Never got CoD. Used Codex: Cityfight for awhile back in the day though. My armies Desert Raiders so they don't go into cities much.

Own Planetstrike but never played a game though. Don't think my army (Mech. Guard, no vets) is set up right to be the attacker or the defender.

Got Battlemissions, use it to spice up battles between me & my regular gaming buddy. Just play 2 great games using the Surprise Attack mission, one as defender, one as attacker.

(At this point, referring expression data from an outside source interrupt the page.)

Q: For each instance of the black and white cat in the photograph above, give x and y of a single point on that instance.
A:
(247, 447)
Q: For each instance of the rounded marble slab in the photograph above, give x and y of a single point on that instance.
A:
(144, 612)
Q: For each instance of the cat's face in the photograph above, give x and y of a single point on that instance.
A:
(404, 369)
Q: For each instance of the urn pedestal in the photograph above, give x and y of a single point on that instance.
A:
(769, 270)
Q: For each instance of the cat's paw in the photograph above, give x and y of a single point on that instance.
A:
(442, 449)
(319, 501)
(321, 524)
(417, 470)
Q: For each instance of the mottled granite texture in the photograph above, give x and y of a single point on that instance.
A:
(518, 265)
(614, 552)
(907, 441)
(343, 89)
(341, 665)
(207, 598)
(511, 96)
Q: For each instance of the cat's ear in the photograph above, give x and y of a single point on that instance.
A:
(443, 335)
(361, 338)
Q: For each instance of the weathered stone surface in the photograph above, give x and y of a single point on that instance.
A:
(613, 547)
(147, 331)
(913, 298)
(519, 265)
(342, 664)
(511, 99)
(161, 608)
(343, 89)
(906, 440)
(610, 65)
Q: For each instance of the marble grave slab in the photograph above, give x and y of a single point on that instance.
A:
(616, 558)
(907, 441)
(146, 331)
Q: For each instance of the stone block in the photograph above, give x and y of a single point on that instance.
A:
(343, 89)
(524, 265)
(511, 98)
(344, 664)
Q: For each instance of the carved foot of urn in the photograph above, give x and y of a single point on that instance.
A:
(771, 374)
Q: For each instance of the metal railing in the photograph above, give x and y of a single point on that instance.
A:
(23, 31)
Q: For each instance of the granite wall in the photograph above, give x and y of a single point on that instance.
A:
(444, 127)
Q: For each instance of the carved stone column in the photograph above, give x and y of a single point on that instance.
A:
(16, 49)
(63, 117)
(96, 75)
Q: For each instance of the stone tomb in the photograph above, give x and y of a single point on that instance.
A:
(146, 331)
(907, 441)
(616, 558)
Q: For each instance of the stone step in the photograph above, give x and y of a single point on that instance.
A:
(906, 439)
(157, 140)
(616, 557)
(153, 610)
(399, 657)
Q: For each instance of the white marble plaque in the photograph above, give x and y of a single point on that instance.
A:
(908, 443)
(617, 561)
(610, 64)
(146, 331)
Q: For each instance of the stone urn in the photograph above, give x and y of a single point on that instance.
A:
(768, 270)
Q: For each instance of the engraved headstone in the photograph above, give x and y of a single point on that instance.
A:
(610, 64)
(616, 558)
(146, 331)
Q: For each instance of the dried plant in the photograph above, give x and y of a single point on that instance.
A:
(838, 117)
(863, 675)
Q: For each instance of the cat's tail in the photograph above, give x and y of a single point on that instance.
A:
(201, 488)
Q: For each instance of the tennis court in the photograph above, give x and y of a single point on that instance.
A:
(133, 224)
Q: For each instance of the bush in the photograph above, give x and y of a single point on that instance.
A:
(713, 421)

Like Spearhead, cause I'm a treadhead and already own 30+ tanks. I'm going to introduce it to my regular gaming buddy and see if he wants to play. He has lots of tanks too but I also think he'll like the fact that there's no Min. FOC requirements. He like TH/SS Terms. but hates Tac. Marines & scouts. So it'll be Land Raiders & Terms vs. Vanquisers & Executioners. Sounds like fun to me, especial on desert terrain.


----------



## Sworn Radical (Mar 10, 2011)

Battle Missions, yes.
Apocalypse scale battles when playing in-store with other people in a team.
I'd love to try Planetary Empires though ... reminds me of the old _'Mighty Empires'_ boardgame ...


----------



## Katie Drake (Nov 28, 2007)

Oh right, Battle Missions, forgot that one. I've played Battle Missions a number of times. Usually my group does it when we're feeling like playing more casually and not testing lists for a tournament and there's not enough time/space for Apocalypse.


----------



## spanner94ezekiel (Jan 6, 2011)

Play Battle Missions fairly often with friends, as well as apocalypse.
Have done a couple of Planetary Empires campaigns which were good fun, and I am keen to try cities of death.
However, spearhead and planetstrike look more trouble than they're worth


----------



## Abomination (Jul 6, 2008)

I occasionally dabble in PlanetStrike & Battle Missions but have never played Cities Of Death or used Planetary Empires. I think regular 40k is enough tbh, PlanetStrike is a bit different but the 40k ruleset has enough problems without these expansions dirtying the waters further.


----------



## Serpion5 (Mar 19, 2010)

Apoc - Never anymore. 

CoD - Never. 

Planetstrike - Once or twice. 

Spearhead - :laugh:

Battle Missions - Not much. Occasionally Kill team.


----------



## ChaosRedCorsairLord (Apr 17, 2009)

They're skid-marks on the underpants of the hobby.

It's not that I hate the ideas, some of them are actually pretty good, they're just done so half-arsed. You can see the little dollar signs in the GW employees eyes as he tries to sell you one of the books.


----------



## Bayonet (Aug 13, 2010)

I've played a few battle missions and that's it so far. Some are quite fun, others are just plain shite.


----------



## Katie Drake (Nov 28, 2007)

Bayonet said:


> I've played a few battle missions and that's it so far. Some are quite fun, others are just plain shite.


So true. It's a standing challenge around my store for someone to beat the local Tyranid player in the First Contact mission. So far, everyone who has tried has failed.


----------



## Jubble (Jan 25, 2011)

Katie Drake said:


> Planetary Empires - Haven't tried it yet, mostly because I don't really like the rules GW wrote. My map campaign rules are a lot better imo. =/


Have you written these up somewhere?


----------



## Katie Drake (Nov 28, 2007)

Jubble said:


> Have you written these up somewhere?


Actually I got a PM about this not long ago, but unfortunately I lost all the data on my computer a while ago including the map campaign rules and I haven't got around to rewriting them yet, though when I do I'm sure I'll post 'em up somewhere.


----------